We identified 11 cases of ICI-RS3PE. The most frequently observed malignancy was nonsmall cell lung cancer (4 of 11), followed by malignant melanoma (2 of 11) and cutaneous squamous cell carcinoma (2 of 11). The median time to onset of ICI-RS3PE was 26 weeks from ICI start and 52 weeks from diagnosis of malignancy. Seven patients had stable cancer prior to onset of ICI-RS3PE, 3 had partial response, and 1 had complete response. All patients received glucocorticoids. Conventional synthetic disease-modifying antirheumatic drugs (csDMARD) were needed in 10 patients.
ICI-RS3PE may be an independent Rh-irAE, separate from paraneoplastic RS3PE. The symptoms of ICI-RS3PE responded well to glucocorticoids, but concomitant treatment with csDMARDs may be necessary.
缓解性血清阴性对称性滑膜炎伴凹陷性水肿(RS3PE)的特征是对称性滑膜炎伴凹陷性水肿和阴性类风湿因子(RF)。它已在恶性肿瘤的背景下被描述,提示存在副肿瘤关联。
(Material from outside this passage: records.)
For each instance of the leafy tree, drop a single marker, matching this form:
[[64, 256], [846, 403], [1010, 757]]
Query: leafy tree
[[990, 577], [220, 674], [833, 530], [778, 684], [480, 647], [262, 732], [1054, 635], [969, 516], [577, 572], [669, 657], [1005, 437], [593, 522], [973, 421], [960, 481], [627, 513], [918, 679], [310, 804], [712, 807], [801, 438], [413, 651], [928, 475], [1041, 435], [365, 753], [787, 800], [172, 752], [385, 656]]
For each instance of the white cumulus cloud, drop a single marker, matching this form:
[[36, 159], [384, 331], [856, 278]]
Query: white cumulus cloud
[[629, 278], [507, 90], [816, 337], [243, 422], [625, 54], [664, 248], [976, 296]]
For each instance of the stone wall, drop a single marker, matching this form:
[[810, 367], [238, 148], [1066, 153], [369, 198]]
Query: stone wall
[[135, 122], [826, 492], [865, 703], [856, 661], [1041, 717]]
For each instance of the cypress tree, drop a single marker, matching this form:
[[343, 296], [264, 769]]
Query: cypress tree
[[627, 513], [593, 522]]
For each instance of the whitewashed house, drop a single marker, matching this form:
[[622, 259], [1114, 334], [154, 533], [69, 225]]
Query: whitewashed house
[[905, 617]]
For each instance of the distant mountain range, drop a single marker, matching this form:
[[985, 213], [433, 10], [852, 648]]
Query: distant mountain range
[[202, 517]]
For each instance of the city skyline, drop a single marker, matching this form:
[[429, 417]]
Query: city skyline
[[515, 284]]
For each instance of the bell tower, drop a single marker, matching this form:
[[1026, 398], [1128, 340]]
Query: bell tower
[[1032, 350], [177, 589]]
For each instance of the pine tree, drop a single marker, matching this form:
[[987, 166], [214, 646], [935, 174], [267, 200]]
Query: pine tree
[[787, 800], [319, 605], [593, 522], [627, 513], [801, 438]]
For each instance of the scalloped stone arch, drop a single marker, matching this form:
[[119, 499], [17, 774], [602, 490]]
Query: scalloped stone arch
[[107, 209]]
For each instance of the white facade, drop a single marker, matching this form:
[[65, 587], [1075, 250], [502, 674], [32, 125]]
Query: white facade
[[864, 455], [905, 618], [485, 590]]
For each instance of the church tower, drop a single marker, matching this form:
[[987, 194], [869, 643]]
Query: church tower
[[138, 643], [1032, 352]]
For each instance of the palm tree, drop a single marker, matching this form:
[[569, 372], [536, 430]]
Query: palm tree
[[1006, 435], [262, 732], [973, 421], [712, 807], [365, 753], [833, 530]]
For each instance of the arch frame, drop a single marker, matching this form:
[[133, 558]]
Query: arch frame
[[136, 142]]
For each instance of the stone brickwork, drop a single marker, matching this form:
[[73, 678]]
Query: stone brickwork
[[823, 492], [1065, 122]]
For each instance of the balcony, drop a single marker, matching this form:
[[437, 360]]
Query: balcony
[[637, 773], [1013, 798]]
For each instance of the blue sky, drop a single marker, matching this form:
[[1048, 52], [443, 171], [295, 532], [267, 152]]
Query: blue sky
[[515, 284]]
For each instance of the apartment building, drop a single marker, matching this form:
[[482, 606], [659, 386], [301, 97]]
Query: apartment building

随着免疫检查点抑制剂(ICI)在癌症治疗中的应用越来越广泛,以及免疫相关不良事件(irAE)的出现,我们的目的是确定并描述与 ICI 相关的 RS3PE(ICI-RS3PE)病例,并将其与非 ICI-RS3PE 进行比较。
加拿大免疫肿瘤学风湿病研究组(CanRIO)网络是由具有处理风湿性 irAE(Rh-irAE)经验的加拿大风湿病学家组成的合作组织。作为回顾性和前瞻性队列研究的一部分,已经收集了有关成年 Rh-irAE 患者的标准化数据。在这项研究中,从两个队列中提取并分析了所有 ICI-RS3PE 病例的详细信息。
我们确定了 11 例 ICI-RS3PE 病例。最常观察到的恶性肿瘤是非小细胞肺癌(11 例中的 4 例),其次是恶性黑色素瘤(11 例中的 2 例)和皮肤鳞状细胞癌(11 例中的 2 例)。ICI-RS3PE 发病的中位时间是从 ICI 开始后 26 周和从恶性肿瘤诊断后 52 周。在 ICI-RS3PE 发病前,7 例患者的癌症稳定,3 例患者部分缓解,1 例患者完全缓解。所有患者均接受了糖皮质激素治疗。10 例患者需要使用传统合成疾病修饰抗风湿药物(csDMARD)。
ICI-RS3PE 可能是一种独立的 Rh-irAE,与副肿瘤 RS3PE 不同。ICI-RS3PE 的症状对糖皮质激素反应良好,但可能需要同时使用 csDMARD 治疗。